05
Product
19
Backend
10
Auth
12
iOS
08
Infra
02
Real-Time

Make MCP server stateless for horizontal scaling

Supersedes ADR-0066
ADR-0067 ACCEPTED · 2026-04-12
Make MCP server stateless for horizontal scaling

Context

ADR-0066 pinned MCP sessions to a backend node via a Traefik sticky cookie. rmcp's StreamableHttpService in stateful mode holds transport state (channels, tokio tasks) in process memory, so a session initiated on one replica cannot be served by another.

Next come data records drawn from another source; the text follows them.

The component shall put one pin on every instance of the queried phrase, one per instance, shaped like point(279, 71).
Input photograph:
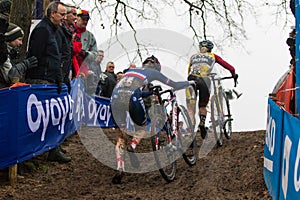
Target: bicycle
point(169, 141)
point(221, 117)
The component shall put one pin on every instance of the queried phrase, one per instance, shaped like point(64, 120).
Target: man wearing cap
point(89, 50)
point(43, 44)
point(12, 71)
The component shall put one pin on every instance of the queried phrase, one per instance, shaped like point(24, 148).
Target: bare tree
point(22, 14)
point(205, 18)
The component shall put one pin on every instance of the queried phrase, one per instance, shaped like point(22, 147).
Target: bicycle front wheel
point(228, 119)
point(164, 153)
point(216, 119)
point(186, 136)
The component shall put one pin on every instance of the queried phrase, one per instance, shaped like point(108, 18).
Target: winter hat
point(13, 32)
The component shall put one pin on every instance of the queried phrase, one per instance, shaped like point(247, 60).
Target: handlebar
point(235, 77)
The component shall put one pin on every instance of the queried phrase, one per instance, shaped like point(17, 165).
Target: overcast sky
point(266, 59)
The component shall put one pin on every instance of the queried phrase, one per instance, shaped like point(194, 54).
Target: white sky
point(259, 69)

In production (ADR-0055, count = 2 Nomad allocations) the sticky cookie assumed browser-style cookie jars. Claude Code and Claude Desktop use Node's fetch without cookie persistence, so Traefik distributed follow-up requests to either replica and clients received 404 Not Found: Session not found. The preview environment ran count = 1, which is why it worked there.

Stateful mode provides one capability over stateless: server-initiated push from the MCP server to the MCP client. No client currently consumes those notifications. Real-time updates to iOS go via GraphQL subscriptions over Redis pub/sub (ADR-0041), which is independent of MCP transport.

Decision

Switch StreamableHttpService to stateless mode with json_response = true. Each POST is an independent JSON request and response. No session id, no in-process transport state, no sticky cookie.

Remove the RedisSessionManager wrapper and the session-lifecycle code: peer and user_id mutexes, the ensure_*_subscription tasks, the on_initialized handler. User id is resolved per request from the AuthContext stashed in HTTP request extensions by mcp_token_auth_middleware.

Consequences

Any replica serves any request. Deploys no longer cause a reconnection storm. The Traefik sticky router and Redis session tracking introduced in ADR-0066 are removed.

MCP server-to-client push notifications are gone. MCP mutations still call publish_trip_updated, so any iOS client subscribed over GraphQL still receives the update from whichever replica it is connected to (ADR-0041 is untouched).